Todo el mundo debe poder vivir en un barrio lleno de vida, seguro, y con acceso a buenas escuelas. Esto parece algo obvio, pero en Connecticut esto dista mucho de ser una realidad. La geografía en general, y las fronteras entre municipios en particular, dictan en qué clase de comunidad vivimos.
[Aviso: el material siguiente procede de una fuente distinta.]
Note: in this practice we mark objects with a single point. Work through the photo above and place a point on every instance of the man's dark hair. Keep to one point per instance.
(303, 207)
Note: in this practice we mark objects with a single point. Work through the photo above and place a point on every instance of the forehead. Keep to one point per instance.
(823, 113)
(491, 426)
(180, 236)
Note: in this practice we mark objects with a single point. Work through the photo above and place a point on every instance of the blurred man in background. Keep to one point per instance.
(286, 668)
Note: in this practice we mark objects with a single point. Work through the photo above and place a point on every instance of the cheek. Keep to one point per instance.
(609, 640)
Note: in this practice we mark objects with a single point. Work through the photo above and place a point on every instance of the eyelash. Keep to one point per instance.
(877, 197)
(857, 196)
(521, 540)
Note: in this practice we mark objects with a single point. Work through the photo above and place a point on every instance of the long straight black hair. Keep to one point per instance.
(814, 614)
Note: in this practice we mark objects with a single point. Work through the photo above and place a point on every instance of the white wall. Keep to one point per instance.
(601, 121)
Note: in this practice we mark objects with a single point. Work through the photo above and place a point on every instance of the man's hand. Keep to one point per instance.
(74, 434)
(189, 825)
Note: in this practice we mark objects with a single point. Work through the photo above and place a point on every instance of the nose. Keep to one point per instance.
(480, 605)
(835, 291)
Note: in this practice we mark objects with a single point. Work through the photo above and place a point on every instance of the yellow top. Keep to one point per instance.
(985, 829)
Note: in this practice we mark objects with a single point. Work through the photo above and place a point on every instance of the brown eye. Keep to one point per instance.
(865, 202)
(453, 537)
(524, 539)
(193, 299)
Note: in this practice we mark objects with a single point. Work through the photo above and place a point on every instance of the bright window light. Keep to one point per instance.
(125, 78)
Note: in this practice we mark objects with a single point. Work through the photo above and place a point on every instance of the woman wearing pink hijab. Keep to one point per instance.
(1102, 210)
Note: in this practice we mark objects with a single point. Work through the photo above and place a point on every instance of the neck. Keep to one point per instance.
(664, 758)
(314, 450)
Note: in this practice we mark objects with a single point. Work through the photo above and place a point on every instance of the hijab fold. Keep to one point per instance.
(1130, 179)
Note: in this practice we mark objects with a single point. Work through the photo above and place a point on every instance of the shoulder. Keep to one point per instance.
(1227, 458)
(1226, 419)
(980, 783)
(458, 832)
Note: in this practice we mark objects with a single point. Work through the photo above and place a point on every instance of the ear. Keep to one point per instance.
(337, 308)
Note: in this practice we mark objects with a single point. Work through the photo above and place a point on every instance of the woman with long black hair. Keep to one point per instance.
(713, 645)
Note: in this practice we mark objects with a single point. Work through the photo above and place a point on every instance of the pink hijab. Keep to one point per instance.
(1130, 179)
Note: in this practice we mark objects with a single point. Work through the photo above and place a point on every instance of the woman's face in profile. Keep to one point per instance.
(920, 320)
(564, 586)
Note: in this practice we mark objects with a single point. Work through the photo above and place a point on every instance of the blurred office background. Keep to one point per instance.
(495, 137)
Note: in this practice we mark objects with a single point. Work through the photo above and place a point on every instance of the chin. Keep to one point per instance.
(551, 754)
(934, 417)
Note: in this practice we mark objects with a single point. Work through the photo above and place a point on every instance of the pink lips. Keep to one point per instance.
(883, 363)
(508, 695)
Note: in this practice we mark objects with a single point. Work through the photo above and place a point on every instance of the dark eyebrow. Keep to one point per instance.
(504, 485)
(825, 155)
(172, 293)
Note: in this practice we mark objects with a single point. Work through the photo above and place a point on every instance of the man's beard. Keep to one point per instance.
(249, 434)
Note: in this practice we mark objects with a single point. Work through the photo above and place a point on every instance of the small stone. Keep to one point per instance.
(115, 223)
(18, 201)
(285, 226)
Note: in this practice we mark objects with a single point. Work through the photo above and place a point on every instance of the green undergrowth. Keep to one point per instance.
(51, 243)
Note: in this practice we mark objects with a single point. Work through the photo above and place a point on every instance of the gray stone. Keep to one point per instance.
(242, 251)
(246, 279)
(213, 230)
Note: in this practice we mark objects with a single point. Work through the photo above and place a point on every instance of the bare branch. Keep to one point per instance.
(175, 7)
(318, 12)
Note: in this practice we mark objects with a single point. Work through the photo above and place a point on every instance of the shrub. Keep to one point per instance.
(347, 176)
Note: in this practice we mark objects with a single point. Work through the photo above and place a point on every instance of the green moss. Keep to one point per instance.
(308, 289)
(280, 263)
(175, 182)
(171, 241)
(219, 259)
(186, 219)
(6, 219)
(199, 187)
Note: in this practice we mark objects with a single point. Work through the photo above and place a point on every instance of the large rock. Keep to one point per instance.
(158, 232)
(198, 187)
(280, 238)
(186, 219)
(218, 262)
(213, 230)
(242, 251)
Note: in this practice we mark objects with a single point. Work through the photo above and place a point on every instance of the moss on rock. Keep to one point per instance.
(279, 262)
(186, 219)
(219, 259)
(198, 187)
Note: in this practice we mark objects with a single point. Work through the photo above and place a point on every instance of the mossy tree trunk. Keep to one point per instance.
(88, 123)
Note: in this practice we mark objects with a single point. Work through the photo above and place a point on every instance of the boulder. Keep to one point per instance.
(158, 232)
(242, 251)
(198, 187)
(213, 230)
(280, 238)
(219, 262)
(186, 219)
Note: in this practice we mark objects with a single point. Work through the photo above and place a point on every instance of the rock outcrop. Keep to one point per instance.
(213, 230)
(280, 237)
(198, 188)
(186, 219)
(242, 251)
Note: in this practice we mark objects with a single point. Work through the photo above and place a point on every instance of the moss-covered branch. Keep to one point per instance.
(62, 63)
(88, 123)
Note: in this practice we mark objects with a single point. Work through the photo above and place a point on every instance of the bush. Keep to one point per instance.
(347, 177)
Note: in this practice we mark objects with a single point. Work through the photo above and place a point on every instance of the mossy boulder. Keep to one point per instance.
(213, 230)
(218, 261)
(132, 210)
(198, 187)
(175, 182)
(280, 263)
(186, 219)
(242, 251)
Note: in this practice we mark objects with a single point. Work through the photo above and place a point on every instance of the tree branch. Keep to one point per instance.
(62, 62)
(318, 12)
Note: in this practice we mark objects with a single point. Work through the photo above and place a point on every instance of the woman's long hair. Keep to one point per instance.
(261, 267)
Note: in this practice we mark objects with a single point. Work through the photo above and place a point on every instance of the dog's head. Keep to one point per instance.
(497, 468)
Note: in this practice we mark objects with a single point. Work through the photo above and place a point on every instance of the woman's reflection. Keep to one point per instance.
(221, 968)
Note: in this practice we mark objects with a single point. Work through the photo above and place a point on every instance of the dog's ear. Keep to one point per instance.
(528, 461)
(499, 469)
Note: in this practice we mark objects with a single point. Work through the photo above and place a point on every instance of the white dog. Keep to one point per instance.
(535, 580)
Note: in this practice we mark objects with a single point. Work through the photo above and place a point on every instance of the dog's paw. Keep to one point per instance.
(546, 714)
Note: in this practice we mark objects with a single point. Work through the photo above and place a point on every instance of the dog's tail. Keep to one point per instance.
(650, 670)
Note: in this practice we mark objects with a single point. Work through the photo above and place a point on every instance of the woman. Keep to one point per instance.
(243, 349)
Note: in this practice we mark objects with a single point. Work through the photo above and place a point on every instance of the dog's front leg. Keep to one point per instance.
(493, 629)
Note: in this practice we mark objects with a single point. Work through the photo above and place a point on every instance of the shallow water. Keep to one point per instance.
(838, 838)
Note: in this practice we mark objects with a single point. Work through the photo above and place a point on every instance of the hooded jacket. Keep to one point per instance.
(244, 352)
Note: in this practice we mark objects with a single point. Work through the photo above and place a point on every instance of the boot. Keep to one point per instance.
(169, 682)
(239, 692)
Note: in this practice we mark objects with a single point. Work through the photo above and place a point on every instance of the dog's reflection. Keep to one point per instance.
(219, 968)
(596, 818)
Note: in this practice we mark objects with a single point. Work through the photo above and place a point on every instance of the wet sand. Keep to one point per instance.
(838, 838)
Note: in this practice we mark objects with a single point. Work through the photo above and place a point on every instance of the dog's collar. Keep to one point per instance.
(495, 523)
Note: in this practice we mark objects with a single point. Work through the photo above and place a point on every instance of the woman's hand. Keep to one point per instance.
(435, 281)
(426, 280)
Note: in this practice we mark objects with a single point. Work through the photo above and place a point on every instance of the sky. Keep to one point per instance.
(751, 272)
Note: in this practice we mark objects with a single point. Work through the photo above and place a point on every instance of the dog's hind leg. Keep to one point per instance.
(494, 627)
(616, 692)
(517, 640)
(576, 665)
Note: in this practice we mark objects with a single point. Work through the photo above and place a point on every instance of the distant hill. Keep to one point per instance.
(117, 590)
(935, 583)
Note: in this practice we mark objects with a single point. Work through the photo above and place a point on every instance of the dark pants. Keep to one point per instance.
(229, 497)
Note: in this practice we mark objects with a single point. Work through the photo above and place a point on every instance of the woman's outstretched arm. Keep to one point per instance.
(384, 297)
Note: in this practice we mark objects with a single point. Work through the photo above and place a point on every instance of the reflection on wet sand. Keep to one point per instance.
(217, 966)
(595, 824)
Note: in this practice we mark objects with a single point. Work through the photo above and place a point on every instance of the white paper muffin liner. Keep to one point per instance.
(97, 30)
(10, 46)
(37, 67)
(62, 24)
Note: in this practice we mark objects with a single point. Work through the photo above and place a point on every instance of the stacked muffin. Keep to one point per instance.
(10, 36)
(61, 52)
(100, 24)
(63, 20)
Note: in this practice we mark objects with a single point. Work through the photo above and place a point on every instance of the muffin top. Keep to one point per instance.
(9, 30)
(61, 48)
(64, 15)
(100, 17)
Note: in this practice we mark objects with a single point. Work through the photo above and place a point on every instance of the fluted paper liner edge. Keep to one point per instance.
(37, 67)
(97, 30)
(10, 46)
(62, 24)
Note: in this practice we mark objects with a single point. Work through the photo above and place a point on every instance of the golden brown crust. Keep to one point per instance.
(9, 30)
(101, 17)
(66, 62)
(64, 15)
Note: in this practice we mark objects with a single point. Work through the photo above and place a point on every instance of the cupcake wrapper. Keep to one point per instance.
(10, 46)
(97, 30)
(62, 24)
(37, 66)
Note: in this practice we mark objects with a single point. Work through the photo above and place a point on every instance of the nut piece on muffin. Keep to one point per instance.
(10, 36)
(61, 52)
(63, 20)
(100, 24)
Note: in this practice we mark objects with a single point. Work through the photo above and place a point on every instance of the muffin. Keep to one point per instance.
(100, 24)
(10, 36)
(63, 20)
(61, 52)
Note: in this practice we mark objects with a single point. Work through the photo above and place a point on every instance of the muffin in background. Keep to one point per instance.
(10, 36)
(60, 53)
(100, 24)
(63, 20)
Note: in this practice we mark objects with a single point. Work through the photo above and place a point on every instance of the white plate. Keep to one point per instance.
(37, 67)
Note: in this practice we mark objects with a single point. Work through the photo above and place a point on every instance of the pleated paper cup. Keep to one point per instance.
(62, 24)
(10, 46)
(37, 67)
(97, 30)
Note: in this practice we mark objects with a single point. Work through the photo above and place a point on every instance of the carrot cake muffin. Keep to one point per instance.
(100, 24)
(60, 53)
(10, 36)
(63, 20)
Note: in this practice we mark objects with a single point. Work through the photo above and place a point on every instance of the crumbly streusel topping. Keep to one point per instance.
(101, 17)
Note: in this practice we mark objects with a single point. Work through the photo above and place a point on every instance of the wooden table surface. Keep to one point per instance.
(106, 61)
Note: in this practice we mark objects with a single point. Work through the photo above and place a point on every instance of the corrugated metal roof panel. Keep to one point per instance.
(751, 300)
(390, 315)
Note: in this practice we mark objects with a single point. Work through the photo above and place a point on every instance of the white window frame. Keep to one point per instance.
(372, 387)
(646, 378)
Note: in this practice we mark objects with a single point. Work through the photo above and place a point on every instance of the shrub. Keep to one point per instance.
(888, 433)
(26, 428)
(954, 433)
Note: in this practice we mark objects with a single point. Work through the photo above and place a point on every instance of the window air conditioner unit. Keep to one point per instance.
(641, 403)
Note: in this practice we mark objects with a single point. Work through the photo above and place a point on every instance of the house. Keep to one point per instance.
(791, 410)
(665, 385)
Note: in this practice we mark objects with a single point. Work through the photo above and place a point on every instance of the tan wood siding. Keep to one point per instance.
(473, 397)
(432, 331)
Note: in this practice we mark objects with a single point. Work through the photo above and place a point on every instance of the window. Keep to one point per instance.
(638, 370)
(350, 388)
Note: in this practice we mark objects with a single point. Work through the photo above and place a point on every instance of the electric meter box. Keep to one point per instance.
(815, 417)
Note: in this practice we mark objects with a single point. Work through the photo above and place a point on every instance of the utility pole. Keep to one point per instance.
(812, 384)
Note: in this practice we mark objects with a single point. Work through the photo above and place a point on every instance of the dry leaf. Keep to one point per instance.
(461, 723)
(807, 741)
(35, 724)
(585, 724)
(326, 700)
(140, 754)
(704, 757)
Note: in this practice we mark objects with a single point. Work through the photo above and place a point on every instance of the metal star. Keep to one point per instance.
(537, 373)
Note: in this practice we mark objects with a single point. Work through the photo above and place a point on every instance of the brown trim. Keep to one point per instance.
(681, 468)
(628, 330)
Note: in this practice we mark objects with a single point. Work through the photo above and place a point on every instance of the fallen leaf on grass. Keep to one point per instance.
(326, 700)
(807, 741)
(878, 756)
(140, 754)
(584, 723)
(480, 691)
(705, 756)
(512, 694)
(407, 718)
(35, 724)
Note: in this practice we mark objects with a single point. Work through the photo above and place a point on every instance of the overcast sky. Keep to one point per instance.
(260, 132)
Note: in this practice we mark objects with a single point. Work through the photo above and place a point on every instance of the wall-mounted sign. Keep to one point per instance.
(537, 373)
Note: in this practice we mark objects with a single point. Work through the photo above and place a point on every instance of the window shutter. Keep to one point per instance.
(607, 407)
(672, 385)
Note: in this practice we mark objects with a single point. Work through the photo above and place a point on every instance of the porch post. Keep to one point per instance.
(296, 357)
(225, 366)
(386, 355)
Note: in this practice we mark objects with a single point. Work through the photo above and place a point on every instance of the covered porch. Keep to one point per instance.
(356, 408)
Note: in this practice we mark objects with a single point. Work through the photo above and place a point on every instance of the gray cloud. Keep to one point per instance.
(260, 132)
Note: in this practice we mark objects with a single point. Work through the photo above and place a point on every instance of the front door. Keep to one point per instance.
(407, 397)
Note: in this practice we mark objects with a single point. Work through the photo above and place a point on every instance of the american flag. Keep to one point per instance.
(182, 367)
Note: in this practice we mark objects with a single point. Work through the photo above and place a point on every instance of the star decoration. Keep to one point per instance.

En un extremo tenemos esos suburbios ricos a las afueras de las ciudades. Sitios como Greenwich, Darien, Woodbridge, Guilford; pueblos ricos, sin crimen ni inseguridad, con unos colegios impecables y una calidad de vida espléndida. En el otro tenemos las ciudades como Bridgeport, Waterbury o New Haven donde hay mucha más pobreza, mucho más crimen, y las escuelas parecen andar eternamente escasas de dinero y personal.
Mudarse a una de esas comunidades acomodadas es muy, muy, muy difícil, porque simplemente no dejan entrar a casi nadie. No es que sean clubs exclusivos con rejas y guardias en las entradas, se entiende, sino que comprar o alquilar una vivienda en ellas es muy caro. Las normas de urbanismo sólo permiten construir casas unifamiliares en parcelas enormes, así que no hay apartamentos o condominios que pueda pagar una familia trabajadora normal. Los ayuntamientos, además, hacen todo lo posible para bloquear cualquier proyecto de construir nada en ellas, desde prohibiciones por “motivos medioambientales” a litigar todo lo que tenga más de dos plantas como posesos. El resultado es que las mejores escuelas y los barrios más tranquilos están cerrados para todo aquel que no tenga una cuenta de ahorros bien abultada.
Durante años, muchos legisladores y activistas han trabajado para intentar que estos suburbios tan elitistas construyan más viviendas asequibles. El problema es que estos suburbios tan ricos tienen mucho poder político, así que o bien las leyes nunca llegan a aprobarse, o bien incluyen excepciones y agujeros que les permiten escabullirse de ellas. Entre eso, y que tienen mucho dinero para abogados, tenemos un estado donde la vivienda es muy cara, no construimos vivienda nueva, y los mayores culpables de este desaguisado siguen insistiendo en segregar el estado según renta y clase social.
Aunque solucionar este bloqueo es necesario, mi sospecha es que esta estrategia es políticamente un camino que no va a dar resultados a corto o medio plazo. Si queremos mejorar la situación de las ciudades, y la gente de nuestra comunidad que vive en barrios con problemas, debemos arreglar las ciudades directamente.
Y si los suburbios no quieren construir vivienda, tendrán que ser las ciudades quienes lo hagan.
Empecemos por lo básico: hay sitio de sobras. Hartford, en los años cincuenta, tenía 50.000 habitantes más que ahora; New Haven 30.000, Bridgeport 20.000. Todas las ciudades del estado tienen gran cantidad de edificios abandonados, fábricas vacías, y solares llenos de escombros y matojos sin uso alguno. Más que perseguir suburbios recalcitrantes, el estado debería expropiarlos, limpiarlos, y venderlos a alguien que quiera hacer algo útil con ellos, sea viviendas, sea oficinas, sea lo que sea, creando barrios densos, agradables, y con gente de todos los niveles de renta viviendo juntos.
Por ejemplo: en New Haven tenemos English Station, una gigantesca central eléctrica que lleva treinta años abandonada. Está en una isla al lado del puerto, en un sitio bien bonito, pero los terrenos están contaminados con toda clase de metales pesados. La eléctrica lleva décadas en los tribunales intentando evitar pagar por su limpieza; sólo queda un edificio en ruinas. Lo más lógico, en este caso, sería simplemente que el estado se hiciera cargo de los terrenos y construyera un montón de pisos, tiendas, oficinas y restaurantes con vistas al mar. Sólo con lo que recaudaría por impuestos recuperaría el dinero.
Nuestras ciudades están plagadas de solares parecidos, sin uso productivo alguno. Invertir en arreglarlos permitiría atraer más gente a ellas sin desplazar a nadie en la comunidad, generando recursos suficientes para financiar nuestras escuelas, policía, y servicios. Y por supuesto, podemos obligar por ley a que un porcentaje de toda nueva construcción fuera vivienda social.
Construir estas viviendas crearía buenos empleos, haría crecer nuestra economía, y daría nuevas oportunidades a las comunidades que menos tienen. Y lo mejor, podemos hacerlo ahora, sin depender de la “bondad” de aquellos que no quieren construir más.